Digging Into Node.js Fetch Solution
Transcript from the "Fetch Solution" Lesson
>> Kyle Simpson: So we're gonna use the fetch command and we're gonna fetch from,
>> Kyle Simpson: /get-records, is the URL, and that's gonna give us a result. And if that result and comes back correctly and it’s okay. There’s a couple of different ways to do this. You could either say res.okay which just tells you whether or not it was successful or you could look at the specific status code if you wanted to.
[00:00:32] I used to do the status code cuz I cared a little bit more specifically but now I kind of just tend to do res.okay. And if that was true, we still don't have the full response yet. This is something interesting about the way fetch works, cuz fetch first does a request, and then you have to wait for the body of the response.
[00:00:54] And that allows you to basically do some streaming processing on a response body, if it were large. So we only care about a json response, so we're just simply gonna say, records = res, no, we're gonna await res.json(). That takes the body and parses it as json and gives us that json object back.
[00:01:17] So if records and records.length is greater than 0, then what we wanna do is call renderRecords with it.
[00:02:01] I'm gonna go back and make one last change to our server now that we're seeing results and they came back almost immediately. Let's simulate that the results might be coming back a little bit more slowly if we were talking to a really far away server. So in our results here I'm going to, if you see right here, I've already got, remember util.promisify, it makes a promise from a callback.
[00:02:30] I'm just gonna artificially insert a delay of one second into our response from the database. So I'm gonna just say await delay(1000).
>> Kyle Simpson: We're only gonna delay on the API. We're not gonna delay on the static file serving.
>> Kyle Simpson: I'll kill the server and start it one last time.
>> Kyle Simpson: And refresh, and then we'll see that when I click the Fetch Records, it takes a full second before we get a response.

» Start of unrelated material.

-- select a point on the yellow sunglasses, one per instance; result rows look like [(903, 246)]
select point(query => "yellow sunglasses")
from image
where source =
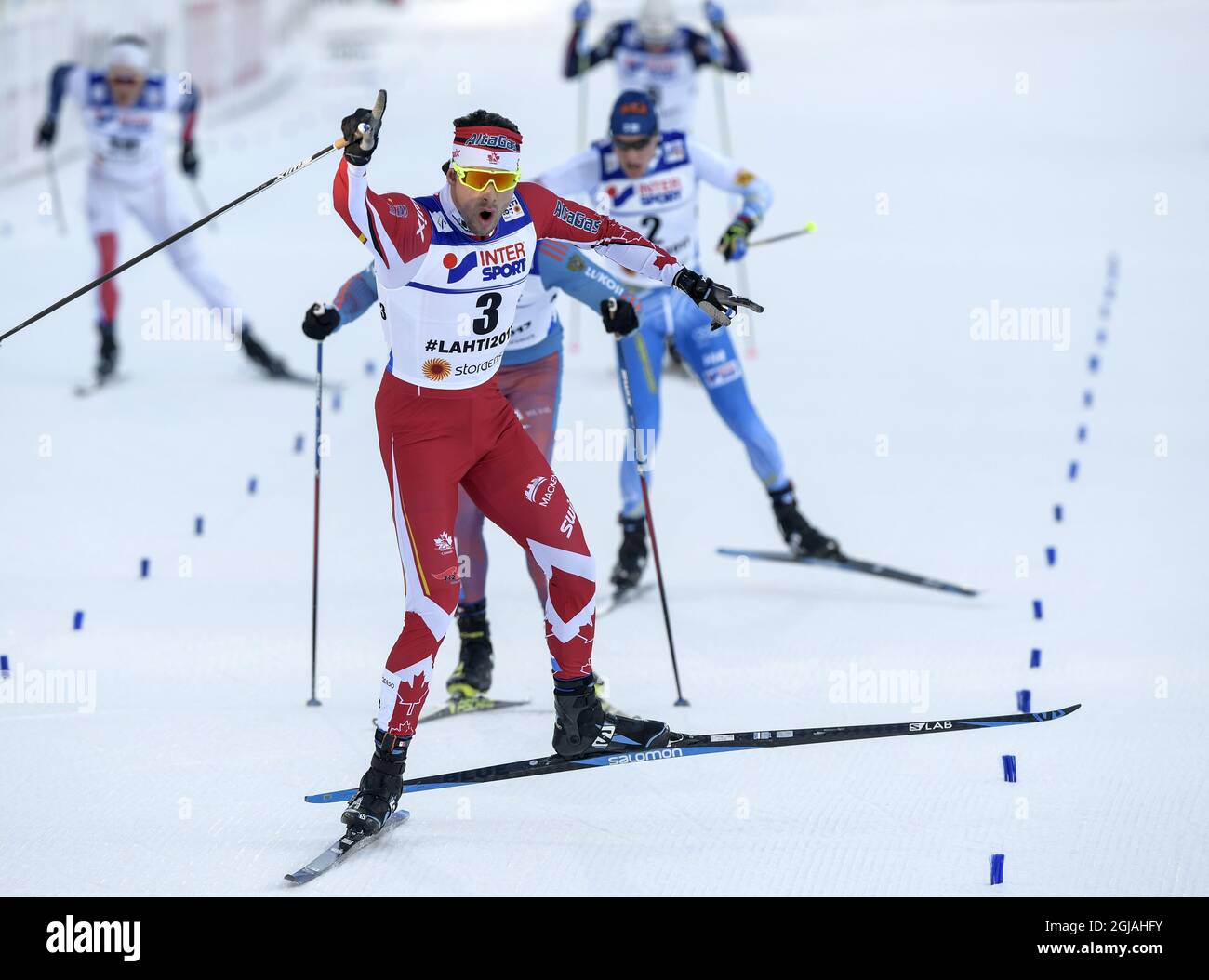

Simulates a little bit more like what it would be on a real website.
>> Kyle Simpson: Okay, any questions about how we've handled setting up a basic HTTP server and doing static file serving from it, as well as handling a simple API endpoint?
>> Student: There was a question with, if you have a lot of data, is JSON.stringify okay or would you stream that or what would you?
>> Kyle Simpson: It depends on what we mean by a lot, so if it was upwards of five to ten megabytes of JSON, I would probably still stringify it.
[00:03:57] If we were talking about hundreds of megabytes or gigabytes of data, then I would probably look for streaming. And it turns out there are actually streaming JSON serializers and parsers. They are, it's not perfect because the JSON format is not exactly designed for streaming. So there's some convention involved in how you search up and how you have to chunk things up.
[00:04:25] But I would probably, if I was doing a really, really large chunk of JSON getting sent to the server, I mean to the browser, anything over say ten megabytes or something I will definitely probably start streaming that up.
>> Kyle Simpson: Otherwise, the chunking that the HTML protocol already has is probably good enough.
[00:04:51] It's probably only for really, really large payloads that you would wanna step in and do your own sort of streaming. And maybe even would stream over something like a WebSocket protocol in that case since it might be open for a really long time. So I might open up a WebSocket protocol and keep that persistent for a while, or something like that.